According to IBM executives at the company’s Telecommunications Solutions Lab in Austin Texas, AT&T had insisted upon having a single point of control into the array of systems used to manage its IPTV. IBM engineers first looked at the SDP systems calls necessary for content management, as well as for integration with operational and business support systems (OSS/BSS).

Enabling ‘blackouts’

In one case, the IBM SDP was used in support of the Microsoft TV IPTV Edition, helping with TV channel management and channel packaging. An application was developed to perform a discovery process in which it could detect and manage TV programming and manage it as items of content. One situation where this came in handy was with ‘blackouts’, where events intended for broadcast in certain areas are not made available in others. The SDP was used to take the blacked-out programming out of service for the duration of the event, for the designated group of subscribers, during which it would swap in alternative programming, and then reinstate the original channel when the event is over.

Another example was for VOD, to help ensure that subscribers had continuous access to videos, by developing a service assurance application. In the event of a failure, an application was developed to determine what failed, which subscribers were affected, bring a backup resource online to provide uninterrupted service, and ensure that the right systems elements would exchange the right data and trigger the appropriate subscriber billing events; despite the interruption.

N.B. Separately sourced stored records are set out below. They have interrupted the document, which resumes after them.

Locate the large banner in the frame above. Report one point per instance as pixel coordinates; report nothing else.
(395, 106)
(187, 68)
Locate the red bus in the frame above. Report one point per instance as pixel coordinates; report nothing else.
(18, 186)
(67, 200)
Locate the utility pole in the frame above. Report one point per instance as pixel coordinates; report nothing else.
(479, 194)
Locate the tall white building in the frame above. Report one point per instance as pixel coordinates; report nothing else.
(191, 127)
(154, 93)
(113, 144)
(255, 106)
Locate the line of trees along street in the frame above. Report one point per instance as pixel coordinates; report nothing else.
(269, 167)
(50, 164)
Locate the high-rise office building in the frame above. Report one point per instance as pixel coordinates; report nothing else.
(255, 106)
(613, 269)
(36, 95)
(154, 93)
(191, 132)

IBM’s SDP approach allowed the operator to look at business and functional requirements across the operator’s entire service model, taking into account the content, the network, the types of service, consumer devices and service management choreography, as opposed to just service activation and provisioning. For example, the SDP can store service policies that are sensitive to the subscriber’s context at a particular moment, such as the consumer device and network currently in use, then adjust delivery and billing accordingly.

Core functions

Starting with core functions like service definition and subscriber directories, the operator can rapidly build ‘solution stacks’; building blocks representing additional individual or composite features and integrations with other services, which benefit from having access to a common subscriber and service profile repository. Unlike cross-services integrations that use a gateway between IPTV and IMS platforms, or IPTV systems that are directly integrated with an IMS system, IBM’s SDP approach allows a level of abstraction that, as IBM claims, reduces single-source dependencies.

Once solution stacks are built, they can be leveraged for other deployments and adapted to work with the products of additional third-parties in a given infrastructure category, as customer scenarios arise, to produce pre-integrated multi-vendor solutions.